“Ah! So few women realize how they actually do look. Haze Ruff could tell them.”
“Haze Ruff. Who in the world is he or she?” asked Eleanor.
“Haze Ruff is a he, all right,” replied Carley, grimly.
“Well, who is he?”
“A sheep-dipper in Arizona,” answered Carley, dreamily.
“Humph! And what can Mr. Ruff tell us?”
“He told me I looked like one of the devil’s angels—and that I dressed to knock the daylights out of men.”
“Well, Carley Burch, if that isn’t rich!” exclaimed Eleanor, with a peal of laughter. “I dare say you appreciate that as an original compliment.”
“No. . . . I wonder what Ruff would say about jazz—I just wonder,” murmured Carley.
“Well, I wouldn’t care what he said, and I don’t care what you say,” returned Eleanor. “The preachers and reformers and bishops and rabbis make me sick. They rave about jazz. Jazz—the discordant note of our decadence! Jazz—the harmonious expression of our musicless, mindless, soulless materialism!—The idiots! If they could be women for a while they would realize the error of their ways. But they will never, never abolish jazz— never, for it is the grandest, the most wonderful, the most absolutely necessary thing for women in this terrible age of smotheration.”
“All right, Eleanor, we understand each other, even if we do not agree,” said Carley. “You leave the future of women to chance, to life, to materialism, not to their own conscious efforts. I want to leave it to free will and idealism.”
“Carley, you are getting a little beyond me,” declared Eleanor, dubiously.
“What are you going to do? It all comes home to each individual woman. Her attitude toward life.”
“I’ll drift along with the current, Carley, and be a good sport,” replied Eleanor, smiling.
“You don’t care about the women and children of the future? You’ll not deny yourself now, and think and work, and suffer a little, in the interest of future humanity?”
“How you put things, Carley!” exclaimed Eleanor, wearily. “Of course I care—when you make me think of such things. But what have I to do with the lives of people in the years to come?”
“Everything. America for Americans!
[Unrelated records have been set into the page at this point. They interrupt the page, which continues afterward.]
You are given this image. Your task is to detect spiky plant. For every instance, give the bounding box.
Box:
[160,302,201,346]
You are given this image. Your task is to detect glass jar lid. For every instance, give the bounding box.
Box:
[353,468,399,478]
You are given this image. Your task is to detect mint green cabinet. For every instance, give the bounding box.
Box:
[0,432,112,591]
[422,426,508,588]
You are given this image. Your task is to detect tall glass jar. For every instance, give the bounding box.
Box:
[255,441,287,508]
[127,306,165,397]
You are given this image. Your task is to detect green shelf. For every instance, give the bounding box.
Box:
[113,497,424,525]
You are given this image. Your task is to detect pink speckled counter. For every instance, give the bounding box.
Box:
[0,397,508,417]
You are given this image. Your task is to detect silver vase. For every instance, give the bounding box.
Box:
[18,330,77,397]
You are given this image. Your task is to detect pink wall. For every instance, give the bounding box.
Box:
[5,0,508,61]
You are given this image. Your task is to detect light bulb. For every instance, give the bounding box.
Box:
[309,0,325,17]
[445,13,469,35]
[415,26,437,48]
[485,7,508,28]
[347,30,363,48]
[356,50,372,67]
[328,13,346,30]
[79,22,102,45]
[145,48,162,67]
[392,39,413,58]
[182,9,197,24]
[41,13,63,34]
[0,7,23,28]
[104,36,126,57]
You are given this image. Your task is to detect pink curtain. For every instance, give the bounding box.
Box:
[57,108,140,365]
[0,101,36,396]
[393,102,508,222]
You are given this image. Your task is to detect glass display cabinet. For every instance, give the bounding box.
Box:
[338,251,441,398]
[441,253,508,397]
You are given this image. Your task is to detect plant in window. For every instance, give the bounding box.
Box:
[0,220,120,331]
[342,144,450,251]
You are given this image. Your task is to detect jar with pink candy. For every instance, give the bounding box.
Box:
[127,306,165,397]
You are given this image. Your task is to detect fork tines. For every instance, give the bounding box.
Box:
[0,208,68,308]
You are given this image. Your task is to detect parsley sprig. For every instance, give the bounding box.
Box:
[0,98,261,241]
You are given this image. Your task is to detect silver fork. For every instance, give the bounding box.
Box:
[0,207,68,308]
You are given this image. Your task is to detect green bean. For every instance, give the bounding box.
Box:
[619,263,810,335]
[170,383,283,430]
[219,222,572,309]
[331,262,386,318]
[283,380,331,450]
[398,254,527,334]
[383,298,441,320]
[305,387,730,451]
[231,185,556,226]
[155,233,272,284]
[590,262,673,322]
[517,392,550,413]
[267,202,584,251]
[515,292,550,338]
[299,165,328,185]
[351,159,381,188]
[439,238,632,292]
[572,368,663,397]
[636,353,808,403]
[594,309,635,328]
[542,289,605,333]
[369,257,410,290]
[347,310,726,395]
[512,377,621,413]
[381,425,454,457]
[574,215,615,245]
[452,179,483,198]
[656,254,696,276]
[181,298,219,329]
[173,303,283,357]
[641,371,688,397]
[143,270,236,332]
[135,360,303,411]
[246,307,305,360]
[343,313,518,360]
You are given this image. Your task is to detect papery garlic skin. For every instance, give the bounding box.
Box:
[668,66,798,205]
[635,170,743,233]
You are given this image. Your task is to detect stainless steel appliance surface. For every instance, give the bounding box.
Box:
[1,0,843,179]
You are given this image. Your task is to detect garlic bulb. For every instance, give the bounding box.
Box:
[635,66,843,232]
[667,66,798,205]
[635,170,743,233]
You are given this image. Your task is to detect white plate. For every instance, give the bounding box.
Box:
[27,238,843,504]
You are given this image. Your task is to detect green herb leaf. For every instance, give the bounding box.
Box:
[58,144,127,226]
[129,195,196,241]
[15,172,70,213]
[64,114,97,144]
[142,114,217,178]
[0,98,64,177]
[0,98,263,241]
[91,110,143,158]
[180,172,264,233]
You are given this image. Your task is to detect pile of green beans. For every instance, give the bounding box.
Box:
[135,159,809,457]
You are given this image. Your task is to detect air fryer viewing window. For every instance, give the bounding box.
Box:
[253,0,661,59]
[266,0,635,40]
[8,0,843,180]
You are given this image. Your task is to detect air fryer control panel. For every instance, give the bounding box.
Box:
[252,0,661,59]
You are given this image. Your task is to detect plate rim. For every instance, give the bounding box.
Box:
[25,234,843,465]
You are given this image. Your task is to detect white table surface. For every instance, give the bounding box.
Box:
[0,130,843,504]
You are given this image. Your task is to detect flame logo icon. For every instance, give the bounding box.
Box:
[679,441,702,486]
While you dawdle, the life blood is being sucked out of our great nation. It is a man’s job to fight; it is a woman’s to save. . . . I think you’ve made your choice, though you don’t realize it. I’m praying to God that I’ll rise to mine.”
Carley had a visitor one morning earlier than the usual or conventional time for calls.
“He wouldn’t give no name,” said the maid. “He wears soldier clothes, ma’am, and he’s pale, and walks with a cane.”
“Tell him I’ll be right down,” replied Carley.
Her hands trembled while she hurriedly dressed. Could this caller be Virgil Rust? She hoped so, but she doubted.
As she entered the parlor a tall young man in worn khaki rose to meet her. At first glance she could not name him, though she recognized the pale face and light-blue eyes, direct and steady.